When Jacobs alerted the police that her daughter was missing, instead of concern, she says they met her with aggression. “Well, she’s 21 years old, how do you know she just doesn’t want to be bothered?” the police officer asked Jacobs, who then had to pull out her phone to prove that her daughter typically called her every day.
While police have since suspected foul play, there are still no answers. Jacobs has done as much investigating on her own as she can. But without the help of police or national media, Jacobs and loved ones have been forced to rely on one another for any answers possible.

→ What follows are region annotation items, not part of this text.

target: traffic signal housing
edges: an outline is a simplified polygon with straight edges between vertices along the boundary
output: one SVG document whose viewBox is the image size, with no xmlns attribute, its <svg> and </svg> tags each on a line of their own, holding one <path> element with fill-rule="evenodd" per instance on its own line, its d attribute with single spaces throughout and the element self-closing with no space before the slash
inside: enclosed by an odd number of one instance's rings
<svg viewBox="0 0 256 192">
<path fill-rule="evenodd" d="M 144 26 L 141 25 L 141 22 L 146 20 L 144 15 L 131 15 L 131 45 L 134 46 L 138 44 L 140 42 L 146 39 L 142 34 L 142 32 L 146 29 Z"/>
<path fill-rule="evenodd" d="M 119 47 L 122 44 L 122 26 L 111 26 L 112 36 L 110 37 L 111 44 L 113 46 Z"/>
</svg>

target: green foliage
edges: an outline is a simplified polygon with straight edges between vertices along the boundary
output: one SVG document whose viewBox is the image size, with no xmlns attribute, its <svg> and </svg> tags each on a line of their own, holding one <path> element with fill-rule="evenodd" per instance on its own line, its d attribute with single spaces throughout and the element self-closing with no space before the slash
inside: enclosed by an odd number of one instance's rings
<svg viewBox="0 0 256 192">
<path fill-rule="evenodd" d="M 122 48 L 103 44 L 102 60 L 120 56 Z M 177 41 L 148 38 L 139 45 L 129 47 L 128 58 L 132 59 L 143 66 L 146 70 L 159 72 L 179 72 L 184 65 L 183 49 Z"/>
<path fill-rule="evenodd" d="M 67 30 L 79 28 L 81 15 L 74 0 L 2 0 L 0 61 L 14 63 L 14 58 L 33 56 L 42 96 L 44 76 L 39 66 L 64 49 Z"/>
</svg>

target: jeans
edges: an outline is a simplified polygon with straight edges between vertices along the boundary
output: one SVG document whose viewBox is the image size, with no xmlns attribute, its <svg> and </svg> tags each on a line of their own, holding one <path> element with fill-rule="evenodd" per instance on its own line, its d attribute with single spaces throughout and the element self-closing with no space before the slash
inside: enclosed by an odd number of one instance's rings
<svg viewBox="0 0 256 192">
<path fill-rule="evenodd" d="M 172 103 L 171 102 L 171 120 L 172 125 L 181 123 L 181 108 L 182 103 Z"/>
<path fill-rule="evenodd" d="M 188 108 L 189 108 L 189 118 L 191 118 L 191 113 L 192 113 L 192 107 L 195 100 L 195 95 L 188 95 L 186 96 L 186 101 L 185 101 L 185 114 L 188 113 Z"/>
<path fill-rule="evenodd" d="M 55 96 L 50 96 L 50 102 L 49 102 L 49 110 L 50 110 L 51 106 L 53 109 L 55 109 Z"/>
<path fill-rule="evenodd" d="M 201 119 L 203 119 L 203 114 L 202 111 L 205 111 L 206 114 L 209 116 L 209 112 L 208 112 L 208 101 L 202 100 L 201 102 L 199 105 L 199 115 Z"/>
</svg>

How to Help Black, Latinx, and Indigenous Children Who Go Missing
Without an increase in awareness, support, and mainstream attention, the toxic culture of erasing missing Black and Brown communities will never end. However, people can help to bridge this gap by bringing attention to all that go missing, not just white people.
They can support locating missing people of color and others by connecting with GirlVow, Black and Missing Foundation, and other organizations to volunteer assistance. Sharing flyers online, joining community searches, word of mouth, and even providing financial assistance for larger scale searches can go a long way.
For the missing Black and Brown people that go missing without any regard, doing nothing can’t be an option. These children matter just as much.